Van de gelegenheid is gebruik gemaakt om nog enkele andere wijzigingen aan te brengen:
a. In artikel 4, eerste lid, is de aanduiding van de bevoegde autoriteit voor de sector gezondheidszorg aangepast aan de portefeuilleverdeling binnen het Ministerie van Volksgezondheid, Welzijn en Sport.
b. In artikel 2 onder c wordt de Minister van Justitie en Veiligheid aangewezen als het «loket» voor de in artikel 20 van de NIB-richtlijn bedoelde vrijwillige meldingen van niet-meldplichtige incidenten. Deze aanwijzing in de wet zelf vervangt de voorheen in artikel 16 opgenomen delegatiebepaling. De reden van de delegatie was twijfel over de vraag of artikel 20 van de richtlijn toestaat dat de melding wordt behandeld door een andere instantie dan waar de melding binnenkomt. Bij nadere beschouwing heb ik er vertrouwen in dat de richtlijn niet in de weg staat aan zo’n «loket» voor niet-meldplichtige incidenten. Die loketfunctie is tot uitdrukking gebracht in een nieuw derde lid van artikel 16 Csw. In verband met deze nieuwe taak is ook aan artikel 3 een derde lid toegevoegd, en is het vierde lid van artikel 17 geschrapt.

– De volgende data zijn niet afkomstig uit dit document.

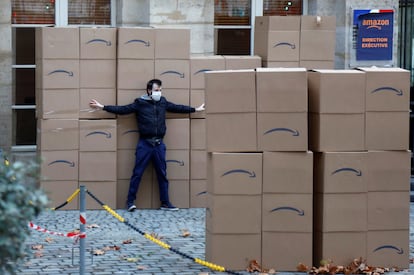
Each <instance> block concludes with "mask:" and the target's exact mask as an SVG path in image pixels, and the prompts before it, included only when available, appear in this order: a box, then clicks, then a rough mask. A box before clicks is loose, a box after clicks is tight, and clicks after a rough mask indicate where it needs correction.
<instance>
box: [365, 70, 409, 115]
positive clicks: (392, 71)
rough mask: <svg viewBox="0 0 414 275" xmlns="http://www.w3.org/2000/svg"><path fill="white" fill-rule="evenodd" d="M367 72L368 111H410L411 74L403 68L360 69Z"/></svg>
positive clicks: (366, 108) (365, 101)
mask: <svg viewBox="0 0 414 275" xmlns="http://www.w3.org/2000/svg"><path fill="white" fill-rule="evenodd" d="M358 69H359V70H361V71H363V72H365V77H366V86H365V106H366V110H367V111H409V110H410V72H409V71H407V70H404V69H401V68H378V67H370V68H362V67H361V68H358Z"/></svg>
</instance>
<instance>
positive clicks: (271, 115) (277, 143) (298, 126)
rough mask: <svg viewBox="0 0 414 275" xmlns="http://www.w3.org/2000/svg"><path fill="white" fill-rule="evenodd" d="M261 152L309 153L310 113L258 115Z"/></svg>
mask: <svg viewBox="0 0 414 275" xmlns="http://www.w3.org/2000/svg"><path fill="white" fill-rule="evenodd" d="M257 148H258V150H259V151H307V150H308V113H307V112H302V113H257Z"/></svg>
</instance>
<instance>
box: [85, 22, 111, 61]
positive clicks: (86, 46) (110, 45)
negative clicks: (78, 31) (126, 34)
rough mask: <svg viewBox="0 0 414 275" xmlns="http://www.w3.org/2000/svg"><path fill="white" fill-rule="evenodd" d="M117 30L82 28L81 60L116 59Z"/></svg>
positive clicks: (91, 28)
mask: <svg viewBox="0 0 414 275" xmlns="http://www.w3.org/2000/svg"><path fill="white" fill-rule="evenodd" d="M116 32H117V29H116V28H104V27H100V28H80V41H79V42H80V58H81V59H116Z"/></svg>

c. In de artikelen 20, zesde lid, en 21, vijfde lid, is een onjuiste verwijzing gecorrigeerd.
d. Aan het wetsvoorstel is een wijziging toegevoegd van de Wet bekostiging financieel toezicht 2019 (Wbft 2019). Deze wijziging regelt dat het toezicht op de Csw niet valt onder de Wbft 2019, omdat dit toezicht wordt uitgevoerd in het kader van de centralebank-taak van DNB. Deze taak wordt onderscheiden van het toezicht dat DNB uitoefent op financiële instellingen, waarvan de kosten wel vallen onder de Wbft 2019.

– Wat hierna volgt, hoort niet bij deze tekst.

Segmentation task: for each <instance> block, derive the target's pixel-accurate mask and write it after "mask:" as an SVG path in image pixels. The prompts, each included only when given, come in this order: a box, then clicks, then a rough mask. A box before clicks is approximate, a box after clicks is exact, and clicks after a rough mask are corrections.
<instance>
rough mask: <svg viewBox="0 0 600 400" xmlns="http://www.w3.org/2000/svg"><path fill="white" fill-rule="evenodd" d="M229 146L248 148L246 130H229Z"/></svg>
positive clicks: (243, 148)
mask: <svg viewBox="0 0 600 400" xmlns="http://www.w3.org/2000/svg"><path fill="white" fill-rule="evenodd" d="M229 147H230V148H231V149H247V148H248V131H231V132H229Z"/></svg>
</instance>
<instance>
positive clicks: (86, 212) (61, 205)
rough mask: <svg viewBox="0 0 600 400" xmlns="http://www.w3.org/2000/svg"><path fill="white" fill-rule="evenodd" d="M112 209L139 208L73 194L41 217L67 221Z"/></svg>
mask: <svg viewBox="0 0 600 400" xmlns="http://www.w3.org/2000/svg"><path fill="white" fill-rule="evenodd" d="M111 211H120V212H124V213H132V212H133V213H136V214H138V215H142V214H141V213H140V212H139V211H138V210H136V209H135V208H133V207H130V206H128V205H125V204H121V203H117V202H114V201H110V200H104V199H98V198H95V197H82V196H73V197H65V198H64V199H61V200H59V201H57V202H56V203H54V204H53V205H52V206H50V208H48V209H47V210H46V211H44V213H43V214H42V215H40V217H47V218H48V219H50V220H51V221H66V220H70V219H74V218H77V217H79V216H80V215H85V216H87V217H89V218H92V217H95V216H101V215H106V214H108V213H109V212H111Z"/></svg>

e. In de memorie van toelichting zijn her en der verduidelijkingen en kleine correcties aangebracht.
De Afdeling advisering van de Raad van State geeft U in overweging het voorstel van wet te zenden aan de Tweede Kamer der Staten-Generaal, nadat met het vorenstaande rekening zal zijn gehouden.
De vice-president van de Raad van State,
J.P.H. Donner
Ik moge U verzoeken het hierbij gevoegde gewijzigde voorstel van wet en de gewijzigde memorie van toelichting aan de Tweede Kamer der Staten-Generaal te zenden.
De Minister van Justitie en Veiligheid, F.B.J. Grapperhaus
− Artikel 1, achtste gedachtestreepje wijzigen in:
– digitaledienstverlener: rechtspersoon die een digitale dienst aanbiedt en gelet op artikel 18, eerste en tweede lid, van de NIB-richtlijn onder de jurisdictie van Nederland valt;
− Artikel 20, tweede lid, onder c en artikel 21, tweede lid, onder c: voorzie in een samenloopbepaling voor het geval de Wet op de Inlichtingen en Veiligheidsdiensten 2017 (Stb. 2017, 317) later in werking treedt dan deze wet;
− In de transponeringstabel de richtlijnbepalingen (eerste kolom) uitsplitsen naar artikelleden en onderdelen daarvan.